City College Art Gallery entertained some celebrity when it invited renowned San Francisco-based artists Chris Johanson, Barry McGee and Laurie Reid for a collaborative exhibition which opened Feb. 21.

The show and reception was filled with students, aspiring artists and various acquaintances of the artists, reinforcing the reputation of the department for having well-attended events.

“They’re the most successful artists we ever worked with,” Gallery Director and art instructor Nancy Mizuno Elliott said.

The three artists had attended City College together in the late 1980s and ‘90s.

Johanson and Reid had their work chosen for the prestigious Whitney Biennial, one of the most prestigious shows in the art world.

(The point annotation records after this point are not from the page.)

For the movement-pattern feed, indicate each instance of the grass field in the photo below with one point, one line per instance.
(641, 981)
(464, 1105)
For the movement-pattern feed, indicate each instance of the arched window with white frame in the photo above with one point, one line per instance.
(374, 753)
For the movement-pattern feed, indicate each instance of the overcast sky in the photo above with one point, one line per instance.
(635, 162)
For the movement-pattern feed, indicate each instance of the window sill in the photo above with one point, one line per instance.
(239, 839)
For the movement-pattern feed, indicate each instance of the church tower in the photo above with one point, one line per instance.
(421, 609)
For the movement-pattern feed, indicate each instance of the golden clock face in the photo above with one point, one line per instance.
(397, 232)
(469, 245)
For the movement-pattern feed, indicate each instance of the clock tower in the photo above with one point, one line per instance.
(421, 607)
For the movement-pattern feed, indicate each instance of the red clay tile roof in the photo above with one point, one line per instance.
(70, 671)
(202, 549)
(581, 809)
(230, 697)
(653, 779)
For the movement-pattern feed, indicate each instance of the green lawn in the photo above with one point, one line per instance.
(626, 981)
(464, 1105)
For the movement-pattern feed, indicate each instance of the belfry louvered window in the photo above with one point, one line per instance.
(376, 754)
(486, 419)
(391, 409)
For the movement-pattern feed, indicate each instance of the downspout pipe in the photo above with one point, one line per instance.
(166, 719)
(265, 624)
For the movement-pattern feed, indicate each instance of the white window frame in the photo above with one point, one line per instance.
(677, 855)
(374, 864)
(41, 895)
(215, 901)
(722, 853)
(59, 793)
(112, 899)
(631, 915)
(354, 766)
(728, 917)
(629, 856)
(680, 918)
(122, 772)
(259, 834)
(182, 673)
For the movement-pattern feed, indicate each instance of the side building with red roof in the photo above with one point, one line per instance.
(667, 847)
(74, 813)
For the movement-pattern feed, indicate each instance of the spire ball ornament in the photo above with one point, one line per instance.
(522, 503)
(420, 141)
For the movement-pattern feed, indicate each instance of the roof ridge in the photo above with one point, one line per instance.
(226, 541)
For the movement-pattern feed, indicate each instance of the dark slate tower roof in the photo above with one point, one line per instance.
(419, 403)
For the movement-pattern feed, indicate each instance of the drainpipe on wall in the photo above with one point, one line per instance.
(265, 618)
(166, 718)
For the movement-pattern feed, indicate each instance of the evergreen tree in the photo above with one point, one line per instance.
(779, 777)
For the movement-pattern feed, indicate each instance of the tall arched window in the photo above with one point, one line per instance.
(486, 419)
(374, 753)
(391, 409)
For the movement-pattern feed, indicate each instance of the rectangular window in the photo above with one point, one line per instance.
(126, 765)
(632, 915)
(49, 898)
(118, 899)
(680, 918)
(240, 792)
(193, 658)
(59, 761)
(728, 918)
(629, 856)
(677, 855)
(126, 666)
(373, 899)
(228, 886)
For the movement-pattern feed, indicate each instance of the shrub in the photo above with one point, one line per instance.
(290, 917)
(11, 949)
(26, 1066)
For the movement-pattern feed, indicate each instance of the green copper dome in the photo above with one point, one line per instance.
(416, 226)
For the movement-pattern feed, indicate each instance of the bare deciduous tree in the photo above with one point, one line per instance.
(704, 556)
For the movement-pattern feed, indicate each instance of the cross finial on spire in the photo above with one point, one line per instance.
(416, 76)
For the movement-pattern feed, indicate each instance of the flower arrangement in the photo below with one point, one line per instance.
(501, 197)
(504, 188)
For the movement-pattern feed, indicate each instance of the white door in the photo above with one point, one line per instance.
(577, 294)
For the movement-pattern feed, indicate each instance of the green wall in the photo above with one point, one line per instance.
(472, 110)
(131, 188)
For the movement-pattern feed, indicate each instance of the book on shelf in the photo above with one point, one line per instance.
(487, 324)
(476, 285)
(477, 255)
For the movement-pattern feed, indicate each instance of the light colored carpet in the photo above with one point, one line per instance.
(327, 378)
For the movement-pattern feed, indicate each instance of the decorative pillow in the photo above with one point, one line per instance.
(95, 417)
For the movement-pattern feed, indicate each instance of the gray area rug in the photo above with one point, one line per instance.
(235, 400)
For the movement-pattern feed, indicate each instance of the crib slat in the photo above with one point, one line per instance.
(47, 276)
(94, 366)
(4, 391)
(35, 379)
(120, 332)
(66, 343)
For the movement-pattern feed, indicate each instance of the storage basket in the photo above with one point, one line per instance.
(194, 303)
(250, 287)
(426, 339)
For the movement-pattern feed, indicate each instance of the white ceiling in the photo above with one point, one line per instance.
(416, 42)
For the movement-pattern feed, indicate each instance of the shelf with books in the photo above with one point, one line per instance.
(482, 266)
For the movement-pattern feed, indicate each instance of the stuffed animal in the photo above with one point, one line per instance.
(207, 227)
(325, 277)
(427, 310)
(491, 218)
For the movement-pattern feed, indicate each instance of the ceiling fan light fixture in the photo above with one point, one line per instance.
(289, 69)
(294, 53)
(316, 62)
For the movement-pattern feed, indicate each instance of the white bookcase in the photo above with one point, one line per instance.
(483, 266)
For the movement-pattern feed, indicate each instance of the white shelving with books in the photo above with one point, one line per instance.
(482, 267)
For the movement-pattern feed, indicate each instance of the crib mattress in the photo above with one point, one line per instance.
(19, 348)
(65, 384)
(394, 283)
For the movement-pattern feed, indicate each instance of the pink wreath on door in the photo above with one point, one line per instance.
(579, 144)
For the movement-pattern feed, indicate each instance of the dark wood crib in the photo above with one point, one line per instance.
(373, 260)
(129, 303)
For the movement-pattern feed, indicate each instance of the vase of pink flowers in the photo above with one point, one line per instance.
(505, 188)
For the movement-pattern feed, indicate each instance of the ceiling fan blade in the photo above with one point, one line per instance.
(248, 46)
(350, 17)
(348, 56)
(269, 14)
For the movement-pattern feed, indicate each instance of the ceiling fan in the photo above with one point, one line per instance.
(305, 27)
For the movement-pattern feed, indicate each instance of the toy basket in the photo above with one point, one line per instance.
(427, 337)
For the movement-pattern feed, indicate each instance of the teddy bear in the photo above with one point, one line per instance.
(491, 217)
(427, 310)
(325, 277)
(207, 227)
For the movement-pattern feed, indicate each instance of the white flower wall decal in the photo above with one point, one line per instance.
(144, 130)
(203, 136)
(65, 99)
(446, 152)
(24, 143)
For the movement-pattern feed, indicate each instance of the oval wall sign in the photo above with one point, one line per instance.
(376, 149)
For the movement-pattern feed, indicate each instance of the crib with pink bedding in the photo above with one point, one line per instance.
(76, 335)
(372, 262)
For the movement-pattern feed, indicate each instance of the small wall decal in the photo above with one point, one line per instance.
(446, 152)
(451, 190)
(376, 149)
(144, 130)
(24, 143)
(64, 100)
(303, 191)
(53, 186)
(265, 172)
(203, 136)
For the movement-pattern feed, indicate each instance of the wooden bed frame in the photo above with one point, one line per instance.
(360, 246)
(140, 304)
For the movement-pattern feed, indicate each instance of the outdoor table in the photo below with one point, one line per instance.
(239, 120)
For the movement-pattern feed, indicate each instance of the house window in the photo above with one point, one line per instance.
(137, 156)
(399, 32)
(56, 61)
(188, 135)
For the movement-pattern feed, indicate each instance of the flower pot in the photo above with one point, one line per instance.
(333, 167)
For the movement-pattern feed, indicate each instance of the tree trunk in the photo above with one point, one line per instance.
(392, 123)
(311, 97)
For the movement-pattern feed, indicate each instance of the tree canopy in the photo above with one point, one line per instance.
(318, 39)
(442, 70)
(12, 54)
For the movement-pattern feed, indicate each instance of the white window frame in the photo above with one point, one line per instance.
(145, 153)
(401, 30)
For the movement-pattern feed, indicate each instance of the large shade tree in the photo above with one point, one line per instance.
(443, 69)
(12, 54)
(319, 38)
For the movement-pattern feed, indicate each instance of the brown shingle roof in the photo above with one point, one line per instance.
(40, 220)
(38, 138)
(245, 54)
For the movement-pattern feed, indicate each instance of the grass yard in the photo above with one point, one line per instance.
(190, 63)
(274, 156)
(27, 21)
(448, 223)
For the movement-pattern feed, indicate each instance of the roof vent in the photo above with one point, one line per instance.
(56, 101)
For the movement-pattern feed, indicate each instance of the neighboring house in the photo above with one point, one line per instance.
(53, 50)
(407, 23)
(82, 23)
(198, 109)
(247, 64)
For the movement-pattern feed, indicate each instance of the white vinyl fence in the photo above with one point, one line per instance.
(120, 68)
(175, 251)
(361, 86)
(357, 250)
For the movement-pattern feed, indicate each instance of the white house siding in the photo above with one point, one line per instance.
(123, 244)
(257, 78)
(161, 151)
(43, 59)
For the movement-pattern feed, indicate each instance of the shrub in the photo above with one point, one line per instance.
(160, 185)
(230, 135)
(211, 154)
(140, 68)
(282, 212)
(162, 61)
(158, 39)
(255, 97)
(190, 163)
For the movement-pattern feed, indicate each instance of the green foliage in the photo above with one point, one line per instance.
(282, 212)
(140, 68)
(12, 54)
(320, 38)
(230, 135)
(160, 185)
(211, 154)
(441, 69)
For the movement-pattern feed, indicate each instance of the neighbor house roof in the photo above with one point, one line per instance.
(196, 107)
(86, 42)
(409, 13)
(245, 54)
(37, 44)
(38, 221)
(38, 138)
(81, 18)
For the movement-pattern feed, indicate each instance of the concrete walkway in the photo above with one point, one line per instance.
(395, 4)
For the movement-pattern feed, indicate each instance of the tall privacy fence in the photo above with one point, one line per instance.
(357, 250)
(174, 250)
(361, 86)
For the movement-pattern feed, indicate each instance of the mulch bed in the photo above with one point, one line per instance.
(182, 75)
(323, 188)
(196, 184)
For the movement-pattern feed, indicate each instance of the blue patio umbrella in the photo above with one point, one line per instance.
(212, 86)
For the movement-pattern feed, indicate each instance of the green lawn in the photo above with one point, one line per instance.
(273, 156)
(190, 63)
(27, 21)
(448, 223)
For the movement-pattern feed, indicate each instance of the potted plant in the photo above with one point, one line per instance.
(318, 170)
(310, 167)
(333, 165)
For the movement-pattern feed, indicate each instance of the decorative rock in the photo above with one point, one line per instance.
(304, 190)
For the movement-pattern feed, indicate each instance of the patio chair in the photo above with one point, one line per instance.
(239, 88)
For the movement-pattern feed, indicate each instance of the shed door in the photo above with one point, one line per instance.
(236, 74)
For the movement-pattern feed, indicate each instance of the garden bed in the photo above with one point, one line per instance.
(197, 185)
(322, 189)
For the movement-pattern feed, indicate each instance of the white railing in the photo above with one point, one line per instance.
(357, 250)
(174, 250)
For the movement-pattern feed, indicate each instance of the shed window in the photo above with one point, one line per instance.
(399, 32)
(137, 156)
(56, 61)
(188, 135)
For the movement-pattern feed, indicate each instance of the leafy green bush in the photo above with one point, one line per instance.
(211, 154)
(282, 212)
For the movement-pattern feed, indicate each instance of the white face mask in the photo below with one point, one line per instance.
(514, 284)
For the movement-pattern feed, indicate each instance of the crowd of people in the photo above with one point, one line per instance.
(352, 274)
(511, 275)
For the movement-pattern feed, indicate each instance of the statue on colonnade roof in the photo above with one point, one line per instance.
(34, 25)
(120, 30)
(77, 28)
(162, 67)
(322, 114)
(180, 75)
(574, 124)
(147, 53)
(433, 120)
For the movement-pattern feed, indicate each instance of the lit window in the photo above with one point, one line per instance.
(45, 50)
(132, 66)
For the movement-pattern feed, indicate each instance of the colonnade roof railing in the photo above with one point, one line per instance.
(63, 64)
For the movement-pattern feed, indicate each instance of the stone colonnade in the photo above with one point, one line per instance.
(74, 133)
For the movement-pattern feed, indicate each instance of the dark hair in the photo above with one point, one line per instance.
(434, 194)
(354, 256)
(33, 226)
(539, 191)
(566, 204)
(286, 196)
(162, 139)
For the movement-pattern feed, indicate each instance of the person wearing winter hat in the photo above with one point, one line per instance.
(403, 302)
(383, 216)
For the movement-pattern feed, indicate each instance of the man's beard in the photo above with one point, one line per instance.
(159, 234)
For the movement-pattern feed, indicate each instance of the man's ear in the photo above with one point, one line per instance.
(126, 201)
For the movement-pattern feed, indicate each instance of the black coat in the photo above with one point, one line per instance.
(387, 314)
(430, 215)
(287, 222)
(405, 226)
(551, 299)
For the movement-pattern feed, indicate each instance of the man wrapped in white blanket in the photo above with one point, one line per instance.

All three artists  were awarded San Francisco Museum of Modern Art’s Society for the Encouragement of Contemporary Art (SECA) award, and all three were in the inaugural 1997 Bay Area Now exhibition.

The City College Art Gallery exhibit, which features the artists’ collaborative and solo work in multiple mediums of print, watercolor and hand-drawn segments, to name a few, strives to capture the intimacy and interconnectedness of students and their experiences at City College.

“There are students here, and there are these people that I saw from all these different time periods of my life living in San Francisco,” Johanson said, voicing his excitement in attending the exhibition. “You can really see how art connects people through your time.”

Indeed, the connection shows through the orientation of the works, which were arranged by the artists themselves just before the opening of the gallery.

The display showcases a sort of childlike dialogue between Reid, Johanson and McGee that speaks to their roots. In broken yarn, self-portraits and minimalist sketches, the three artists communicated a spirit of collaboration.

“It was really just about whatever developed,” Reid said. “I loved that. That freedom to go where it goes. It’s stimulating. It talks into parts of me that I don’t normally talk into myself. For me, the collaborative work brings out sides of me that my own work doesn’t always. I just love that. It’s so fun.”

In the vein of the ongoing City College accreditation crisis, the three artists were especially vocal.

“I was talking to somebody here that thinks if it did get really bad, it could be a free-form utopia school, which could be interesting also,” McGee said. “Where people would just volunteer to teach in a very San Franciscan way.”

Johanson also praised City College.

“A lot of my first art classes I ever took were here,” Johanson said. “There’s a diversity of people that go to school here. It’s a really great place, as a young adult, to learn about life and art-making at the same time. I could never have afforded to go anywhere else.”

As part of their gesture in creating an exhibition, the artists also collaborated on a print which was reproduced and sold at the reception to support the college, along with T-shirts that called for “art classes for the masses.”

“(Almost) Free Formed: Celebrating Old Days and Hoping for New Times at CCSF” will be on display at the Ocean campus Art Gallery until March 20.